Nossa pesquisa instantânea em Porth descobriu que a barbearia Lazaro em Pontypridd Road era mais movimentada porque é popular entre os adolescentes que desejam os estilos mais recentes.

E havia alguns clientes esperando para cortar o cabelo no Yusifs, na Hannah Street.

Mas na barbearia de Porth, o único estilista de plantão na última quarta-feira passou mais de duas horas sem um único cliente.

Um empresário da Hannah Street, que não quis ser identificado, disse: ‘Às vezes há três deles lá sem fazer nada.

‘Eles sentam em volta de uma lareira a gás porque deve ficar frio o dia todo. Se estivessem de pé, ocupados cortando cabelo o dia todo, gerariam seu próprio calor e se manteriam aquecidos.

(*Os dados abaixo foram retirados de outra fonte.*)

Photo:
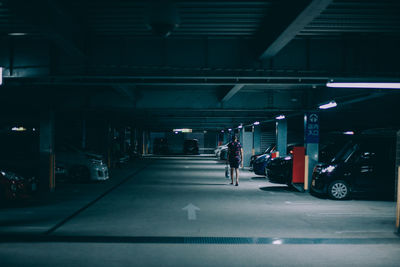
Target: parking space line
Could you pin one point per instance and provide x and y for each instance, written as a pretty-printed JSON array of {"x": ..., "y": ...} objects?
[{"x": 130, "y": 176}]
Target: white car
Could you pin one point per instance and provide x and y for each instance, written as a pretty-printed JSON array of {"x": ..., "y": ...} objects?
[{"x": 79, "y": 165}]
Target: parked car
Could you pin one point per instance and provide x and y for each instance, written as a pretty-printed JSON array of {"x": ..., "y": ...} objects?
[
  {"x": 360, "y": 167},
  {"x": 221, "y": 152},
  {"x": 16, "y": 187},
  {"x": 271, "y": 148},
  {"x": 191, "y": 146},
  {"x": 80, "y": 165},
  {"x": 279, "y": 170},
  {"x": 260, "y": 163}
]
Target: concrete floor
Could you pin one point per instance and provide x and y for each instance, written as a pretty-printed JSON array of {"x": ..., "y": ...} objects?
[{"x": 182, "y": 211}]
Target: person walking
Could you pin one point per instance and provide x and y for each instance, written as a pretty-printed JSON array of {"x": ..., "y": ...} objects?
[{"x": 235, "y": 158}]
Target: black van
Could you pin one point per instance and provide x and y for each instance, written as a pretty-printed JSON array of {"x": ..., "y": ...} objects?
[{"x": 364, "y": 166}]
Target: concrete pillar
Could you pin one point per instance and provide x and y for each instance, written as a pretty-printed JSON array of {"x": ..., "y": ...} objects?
[
  {"x": 47, "y": 153},
  {"x": 246, "y": 136},
  {"x": 281, "y": 137},
  {"x": 311, "y": 142},
  {"x": 84, "y": 134},
  {"x": 108, "y": 143},
  {"x": 397, "y": 184},
  {"x": 226, "y": 137},
  {"x": 257, "y": 139}
]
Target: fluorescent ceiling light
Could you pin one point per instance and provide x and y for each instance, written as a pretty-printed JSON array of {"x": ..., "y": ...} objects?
[
  {"x": 364, "y": 85},
  {"x": 17, "y": 34},
  {"x": 18, "y": 129},
  {"x": 182, "y": 130},
  {"x": 331, "y": 104}
]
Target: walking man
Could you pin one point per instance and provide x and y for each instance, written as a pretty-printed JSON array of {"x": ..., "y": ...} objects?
[{"x": 235, "y": 158}]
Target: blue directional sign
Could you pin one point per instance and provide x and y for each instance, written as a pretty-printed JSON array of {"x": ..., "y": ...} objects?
[{"x": 311, "y": 128}]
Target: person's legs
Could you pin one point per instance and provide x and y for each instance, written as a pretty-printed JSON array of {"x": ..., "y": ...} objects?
[{"x": 237, "y": 175}]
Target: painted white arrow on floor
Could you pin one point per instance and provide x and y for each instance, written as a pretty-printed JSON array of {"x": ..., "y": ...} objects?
[{"x": 191, "y": 209}]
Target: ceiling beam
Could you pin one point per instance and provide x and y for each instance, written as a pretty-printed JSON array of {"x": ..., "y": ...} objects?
[
  {"x": 52, "y": 21},
  {"x": 313, "y": 10},
  {"x": 232, "y": 92},
  {"x": 124, "y": 91}
]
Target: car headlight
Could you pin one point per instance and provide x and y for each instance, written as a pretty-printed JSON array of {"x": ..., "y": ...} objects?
[{"x": 328, "y": 169}]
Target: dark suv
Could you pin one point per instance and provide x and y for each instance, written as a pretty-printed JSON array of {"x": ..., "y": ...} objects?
[{"x": 360, "y": 167}]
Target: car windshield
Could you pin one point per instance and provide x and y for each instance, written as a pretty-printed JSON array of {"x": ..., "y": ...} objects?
[{"x": 344, "y": 154}]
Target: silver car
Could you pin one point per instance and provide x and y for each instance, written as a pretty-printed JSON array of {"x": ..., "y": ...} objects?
[{"x": 79, "y": 165}]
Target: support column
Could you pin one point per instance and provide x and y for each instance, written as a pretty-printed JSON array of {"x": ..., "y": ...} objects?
[
  {"x": 281, "y": 137},
  {"x": 397, "y": 184},
  {"x": 246, "y": 137},
  {"x": 108, "y": 143},
  {"x": 84, "y": 134},
  {"x": 47, "y": 153},
  {"x": 257, "y": 140},
  {"x": 226, "y": 137},
  {"x": 311, "y": 142}
]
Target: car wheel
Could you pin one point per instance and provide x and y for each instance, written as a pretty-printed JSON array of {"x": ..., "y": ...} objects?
[
  {"x": 79, "y": 174},
  {"x": 338, "y": 190}
]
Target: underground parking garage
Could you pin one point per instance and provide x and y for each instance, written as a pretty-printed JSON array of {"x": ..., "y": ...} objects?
[{"x": 117, "y": 117}]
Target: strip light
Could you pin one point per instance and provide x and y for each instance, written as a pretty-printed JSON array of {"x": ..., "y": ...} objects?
[
  {"x": 364, "y": 85},
  {"x": 331, "y": 104}
]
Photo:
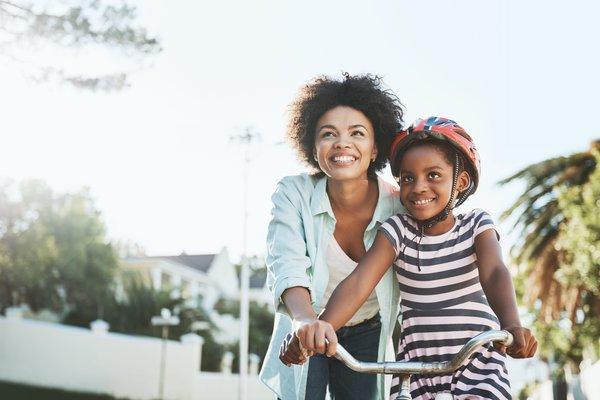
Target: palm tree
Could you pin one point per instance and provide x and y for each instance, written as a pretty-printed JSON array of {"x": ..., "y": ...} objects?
[{"x": 539, "y": 219}]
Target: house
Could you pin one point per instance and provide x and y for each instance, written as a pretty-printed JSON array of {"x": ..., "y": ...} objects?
[{"x": 200, "y": 279}]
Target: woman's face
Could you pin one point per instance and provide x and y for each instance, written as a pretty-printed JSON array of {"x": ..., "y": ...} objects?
[{"x": 344, "y": 143}]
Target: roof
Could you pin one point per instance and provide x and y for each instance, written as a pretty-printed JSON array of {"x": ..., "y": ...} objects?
[{"x": 199, "y": 262}]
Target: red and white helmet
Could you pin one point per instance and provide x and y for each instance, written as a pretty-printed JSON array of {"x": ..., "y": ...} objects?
[{"x": 445, "y": 130}]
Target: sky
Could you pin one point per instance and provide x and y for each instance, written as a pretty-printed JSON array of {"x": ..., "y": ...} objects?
[{"x": 521, "y": 77}]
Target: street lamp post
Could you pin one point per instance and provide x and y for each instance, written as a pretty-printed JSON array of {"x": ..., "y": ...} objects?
[
  {"x": 245, "y": 138},
  {"x": 164, "y": 320}
]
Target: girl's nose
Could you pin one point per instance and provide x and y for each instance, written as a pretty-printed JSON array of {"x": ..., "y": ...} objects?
[{"x": 420, "y": 185}]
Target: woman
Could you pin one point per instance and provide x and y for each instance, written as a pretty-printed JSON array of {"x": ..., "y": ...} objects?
[{"x": 322, "y": 224}]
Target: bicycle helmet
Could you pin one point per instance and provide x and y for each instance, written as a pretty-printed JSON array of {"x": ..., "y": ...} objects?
[{"x": 447, "y": 131}]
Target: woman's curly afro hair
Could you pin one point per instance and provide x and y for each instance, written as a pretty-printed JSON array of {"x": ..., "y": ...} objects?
[{"x": 361, "y": 92}]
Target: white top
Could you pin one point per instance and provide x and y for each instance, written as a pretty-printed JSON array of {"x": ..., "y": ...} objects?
[{"x": 340, "y": 266}]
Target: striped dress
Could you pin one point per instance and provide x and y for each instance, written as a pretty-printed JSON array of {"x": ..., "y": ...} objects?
[{"x": 443, "y": 306}]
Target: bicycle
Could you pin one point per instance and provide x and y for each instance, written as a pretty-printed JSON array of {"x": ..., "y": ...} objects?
[{"x": 407, "y": 369}]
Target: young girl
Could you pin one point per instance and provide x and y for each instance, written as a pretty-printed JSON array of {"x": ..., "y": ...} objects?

‘Mas eles teriam que ter clientes e dificilmente você vê alguém entrando lá.’

O Governo prometeu agora dar aos conselhos novos poderes para bloquear lojas indesejadas em cidades como Porth.

Ao revelar os seus planos, os ministros verificaram nomes de lojas de apostas, lojas de vaporização e “barbeiros falsos”.

Steve Reed, o secretário de Habitação, disse que os moradores muitas vezes têm razão em suspeitar.

“Em muitos lugares do país, você verá pessoas relatando que muitos barbeiros se abriram repentinamente e poucas pessoas entrando e cortando o cabelo”, disse ele à LBC na época.

‘Quem sabe o que eles defendem, mas nem o conselho nem a comunidade foram capazes de impedir a sua proliferação, mas agora terão o poder de restringi-los.’

Questionado se pensava que as lojas estavam a ser usadas para actividades criminosas, como tráfico de drogas ou lavagem de dinheiro, ele disse: ‘Bem, sabemos que algumas delas são.

‘Não vou dizer isso sobre todos eles, mas alguns são.

‘O ponto principal é que as comunidades precisam de poder para impedir a sua proliferação onde isso é um problema.’